2 Menit jus leci telah dibuat disusul oleh susu hangat. Lalu pisang keju, dan terakhir nasi goreng. Setelah semuanya siap, wanita itu membawanya ke atas nampan.
"Makan malam telah datang." Seru Thienvra sambil memasuki kamar.
Ditaruhnya ke meja, dirinya membantu Chio tuk bangkit dari terbaringnya. Pria merman itu disuapi oleh Thienvra, karena ia tidak ingin membiarkan Chio makan sendiri, jadinya menyuapkan ke mulutnya lalu menyuapi Chio, begitu pun sebaliknya.
"Mmm..." Kala suapan terakhir, pria merman itu menggelengkan kepala pertanda menolak.
Sepertinya Chio sudah kenyang, jadi Thienvra menghabiskan nasi goreng itu.Ya, nasi goreng tadi dalam satu piring berdua, jadi tak terlalu banyak cucian piring nantinya.
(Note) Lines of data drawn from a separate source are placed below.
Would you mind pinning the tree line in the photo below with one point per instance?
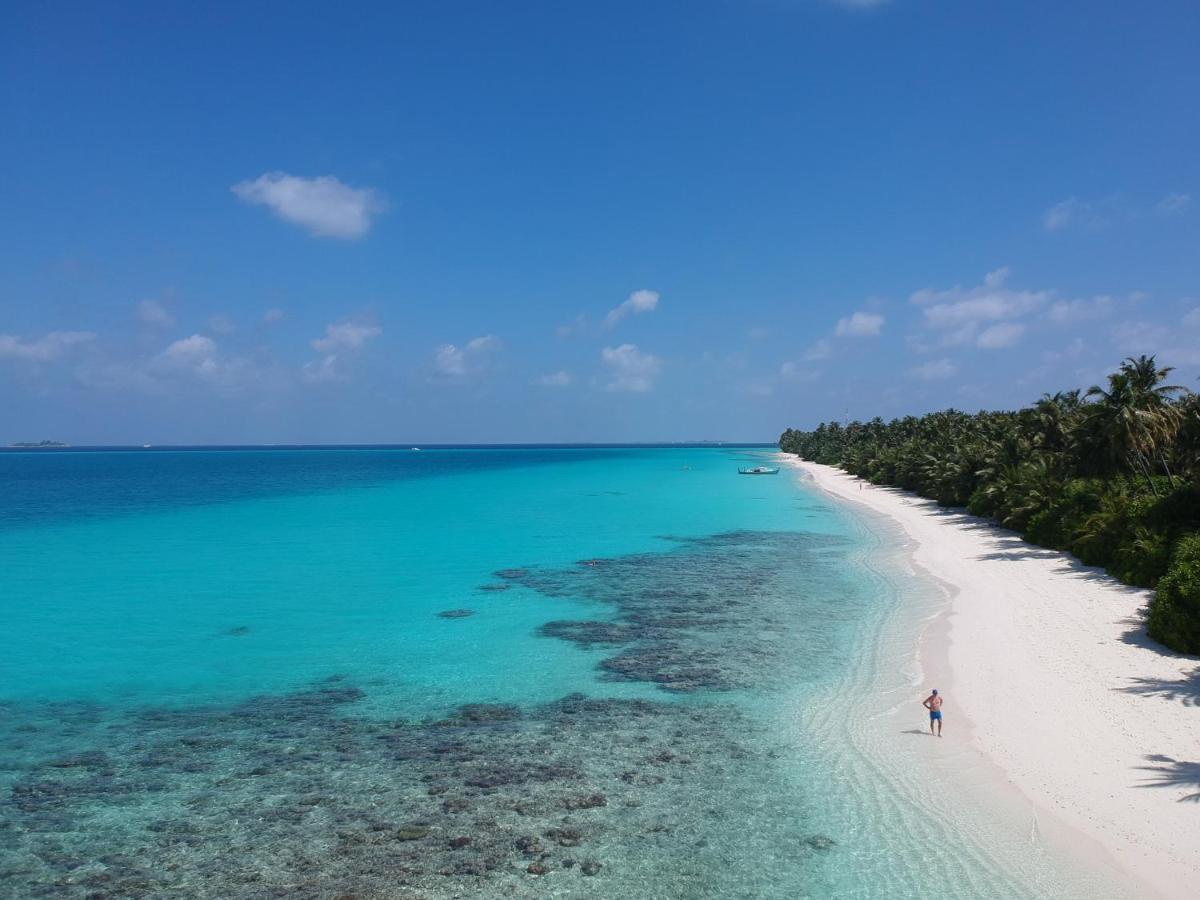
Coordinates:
(1111, 475)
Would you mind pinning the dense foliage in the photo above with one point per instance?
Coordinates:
(1111, 475)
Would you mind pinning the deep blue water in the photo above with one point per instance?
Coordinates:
(457, 672)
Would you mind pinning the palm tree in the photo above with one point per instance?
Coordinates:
(1135, 417)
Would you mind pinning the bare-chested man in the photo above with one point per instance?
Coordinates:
(934, 705)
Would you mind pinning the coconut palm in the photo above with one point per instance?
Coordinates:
(1135, 418)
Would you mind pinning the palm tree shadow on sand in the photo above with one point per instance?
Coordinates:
(1185, 690)
(1167, 772)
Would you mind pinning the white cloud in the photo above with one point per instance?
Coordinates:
(197, 357)
(151, 312)
(556, 379)
(345, 335)
(322, 370)
(1006, 334)
(791, 372)
(455, 364)
(222, 325)
(1072, 211)
(43, 349)
(630, 370)
(861, 324)
(960, 313)
(323, 205)
(1134, 337)
(189, 349)
(1173, 203)
(1066, 311)
(935, 370)
(576, 327)
(820, 351)
(639, 301)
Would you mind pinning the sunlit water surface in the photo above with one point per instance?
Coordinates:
(531, 672)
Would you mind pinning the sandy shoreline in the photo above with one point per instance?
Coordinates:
(1096, 725)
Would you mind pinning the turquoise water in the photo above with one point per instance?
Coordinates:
(229, 673)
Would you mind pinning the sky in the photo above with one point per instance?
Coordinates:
(585, 222)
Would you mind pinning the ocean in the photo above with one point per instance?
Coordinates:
(477, 672)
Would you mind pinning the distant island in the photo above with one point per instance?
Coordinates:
(1111, 475)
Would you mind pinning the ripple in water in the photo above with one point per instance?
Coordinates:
(303, 796)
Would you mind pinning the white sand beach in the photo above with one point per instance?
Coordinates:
(1048, 663)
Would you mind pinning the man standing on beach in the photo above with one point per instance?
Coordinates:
(934, 705)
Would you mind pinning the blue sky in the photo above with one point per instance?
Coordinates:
(561, 221)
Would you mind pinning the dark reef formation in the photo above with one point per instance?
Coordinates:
(303, 796)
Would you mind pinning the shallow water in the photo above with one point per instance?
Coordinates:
(232, 675)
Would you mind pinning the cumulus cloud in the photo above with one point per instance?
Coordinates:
(198, 358)
(791, 372)
(960, 313)
(576, 327)
(639, 301)
(151, 312)
(1071, 213)
(455, 364)
(629, 369)
(1140, 336)
(1067, 311)
(820, 351)
(1006, 334)
(561, 378)
(323, 205)
(935, 370)
(861, 324)
(322, 370)
(345, 335)
(222, 325)
(43, 349)
(1173, 203)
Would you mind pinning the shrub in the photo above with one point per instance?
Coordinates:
(1175, 612)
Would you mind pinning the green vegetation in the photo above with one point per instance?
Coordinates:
(1111, 475)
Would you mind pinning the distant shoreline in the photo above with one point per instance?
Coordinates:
(1049, 661)
(403, 447)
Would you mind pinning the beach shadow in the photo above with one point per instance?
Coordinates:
(1168, 772)
(1185, 690)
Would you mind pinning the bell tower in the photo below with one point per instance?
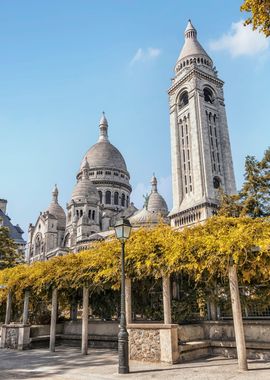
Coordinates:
(200, 145)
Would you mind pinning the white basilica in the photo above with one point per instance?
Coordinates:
(201, 165)
(100, 197)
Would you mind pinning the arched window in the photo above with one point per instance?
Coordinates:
(216, 182)
(108, 197)
(100, 196)
(123, 198)
(183, 100)
(38, 245)
(67, 241)
(116, 198)
(208, 95)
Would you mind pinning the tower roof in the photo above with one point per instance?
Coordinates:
(191, 47)
(103, 128)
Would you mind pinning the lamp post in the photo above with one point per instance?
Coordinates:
(122, 231)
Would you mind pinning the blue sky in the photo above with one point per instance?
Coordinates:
(63, 62)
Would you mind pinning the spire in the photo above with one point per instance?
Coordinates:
(103, 128)
(55, 194)
(190, 31)
(85, 169)
(154, 184)
(192, 48)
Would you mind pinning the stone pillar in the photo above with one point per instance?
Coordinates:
(85, 321)
(167, 300)
(74, 308)
(53, 320)
(8, 309)
(25, 307)
(237, 319)
(213, 310)
(128, 299)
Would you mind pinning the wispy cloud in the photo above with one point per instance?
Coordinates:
(241, 40)
(144, 55)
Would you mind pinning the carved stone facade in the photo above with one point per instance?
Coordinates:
(200, 144)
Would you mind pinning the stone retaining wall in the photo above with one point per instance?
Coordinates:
(153, 342)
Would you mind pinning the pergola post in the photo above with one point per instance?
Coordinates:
(166, 300)
(85, 320)
(25, 307)
(74, 308)
(8, 308)
(53, 320)
(128, 301)
(237, 319)
(213, 310)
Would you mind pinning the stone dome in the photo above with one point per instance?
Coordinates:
(144, 217)
(84, 188)
(56, 210)
(103, 154)
(154, 211)
(156, 203)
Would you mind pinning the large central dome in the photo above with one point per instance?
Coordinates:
(103, 154)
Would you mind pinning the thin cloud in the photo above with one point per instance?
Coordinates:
(241, 40)
(142, 55)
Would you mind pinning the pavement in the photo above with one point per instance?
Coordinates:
(68, 364)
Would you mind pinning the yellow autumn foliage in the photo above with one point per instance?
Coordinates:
(202, 251)
(260, 14)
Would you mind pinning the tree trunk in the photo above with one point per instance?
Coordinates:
(8, 308)
(237, 319)
(128, 299)
(167, 300)
(25, 307)
(53, 320)
(85, 321)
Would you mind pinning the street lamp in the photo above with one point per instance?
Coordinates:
(122, 231)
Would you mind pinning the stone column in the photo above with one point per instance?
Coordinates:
(237, 319)
(213, 310)
(128, 299)
(74, 308)
(53, 320)
(85, 321)
(8, 308)
(167, 300)
(25, 307)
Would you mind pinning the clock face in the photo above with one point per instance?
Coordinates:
(216, 182)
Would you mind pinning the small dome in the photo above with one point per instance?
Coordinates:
(56, 210)
(84, 188)
(156, 202)
(145, 218)
(154, 211)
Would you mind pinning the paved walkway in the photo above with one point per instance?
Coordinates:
(69, 364)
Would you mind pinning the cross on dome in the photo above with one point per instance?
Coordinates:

"Selanjutnya makan pisang keju, Chio, kamu mau tidak?" Thienvra menawarkannya.
"Mau." Jawab Chio.
Pisang keju dimasukkan ke dalam mulut Chio, sekitar tiga suapan saja.
"Kamu belum minum, nih susu hangatnya diminum dahulu, dan jangan lupa habiskan." Diterima baik oleh pria merman itu.
"Pintar." Diusapnya rambut Chio.
Kemudian dia melanjutkan memakan pisang keju yang sempat tertunda.
"Habis nih, waktunya minum jus leci." Kata Thienvra, jus leci telah habis tanpa jeda.
"Eee..kenyang banget nih." Bersandar ke sofa.
Kepala Chio disandarkan di pundaknya Thienvra, dengan tangannya memeluk lengan matenya.
"Mate, terima kasih." Lirih pria merman itu.
"Ya, sama-sama, Chio." Balas Thienvra sambil mengelus telapak tangannya Chio.
Dan kemudian bersantai setelah makan malam.